Di siang hari yang mendung, Yuyun Yuningsih (30) warga Desa Payungagung, Kecamatan Panumbangan, Kabupaten Ciamis, nampak sedang sibuk membereskan pakaian dan perabot rumahnya. Di tengah rumahnya terlihat berbagai barang-barang yang telah dikemas.
Kamis (13/11/2025) siang ini rencananya Yuyun akan pindah sementara dari rumahnya. Hal tersebut terpaksa dilakukan karena rumahnya rusak, bagian lantai dan dinding retak-retak hampir di seluruh ruangan rumah hal itu terjadi akibat pergerakan tanah yang terus terjadi sejak Senin (10/11/2025).
"Iya ini sedang beres-beres mau pindah dulu ke rumah nenek sampai kondisi aman, tapi nunggu dulu suami pulang kerja," ujar Yuyun saat ditemui di rumahnya.
SCROLL TO CONTINUE WITH CONTENT
Yuyun mengaku khawatir rumahnya tiba-tiba ambruk. Mengingat pergerakan tanah hingga saat ini masih terus terjadi. Hujan deras yang mengguyur hampir setiap sore membuat pergerakan tanah perkembangannya cukup cepat.
"Kondisinya parah, retakan-retakannya cepat terus tambah besar sampai sekarang masih. Dinding, lantai, toilet semua retak," ungkapnya.
Yuyun bercerita, retakan tanah mulai terjadi pada Senin (10/11/2025) malam. Ketika sedang beristirahat bersama anaknya di kamar, Yuyun mendengar bunyi retakan dari berbagai sudut rumahnya. Awalnya ia mengira terjadi gempa. Ia melihat lantai rumahnya retak dan muncul ke atas.
"Lagi di rumah sama anak-anak, kaget tiba-tiba terdengar suara retakan. Tadinya mau ke luar tapi karena kondisinya malam dan hujan jadi bertahan di rumah," tuturnya.

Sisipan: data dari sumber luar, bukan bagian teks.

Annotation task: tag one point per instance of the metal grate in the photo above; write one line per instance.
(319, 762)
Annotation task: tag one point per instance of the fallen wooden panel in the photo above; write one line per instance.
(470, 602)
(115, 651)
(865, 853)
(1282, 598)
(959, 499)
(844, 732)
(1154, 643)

Yuyun mengaku setuju apabila ada upaya relokasi rumah dari pemerintah ke tempat yang lebih aman. Menurut Yuyun, pergerakan tanah ini bukan kejadian pertama kali namun pernah terjadi di tahun 2016 dan tahun sebelumnya. Hanya saja, pergerakan tanah kali ini lebih parah dibanding sebelumnya.
Hal senada juga diungkapkan Sidik (52), warga lain yang rumahnya terdampak pergerakan tanah. Ia berharap pihak pemerintah baik dari kabupaten, provinsi atau pusat melakukan langkah penanganan dengan cara relokasi.
"Harapan kami direlokasi, karena pergerakan tanah ini sudah terjadi beberapa kali dan sekarang paling parah," jelasnya.
Menanggapi keinginan warga untuk relokasi, Kepala Desa Payungagung Muhamad Haris Nasution mengatakan pihaknya sedang berupaya untuk mencari solusi mengatasi pergerakan tanah tersebut.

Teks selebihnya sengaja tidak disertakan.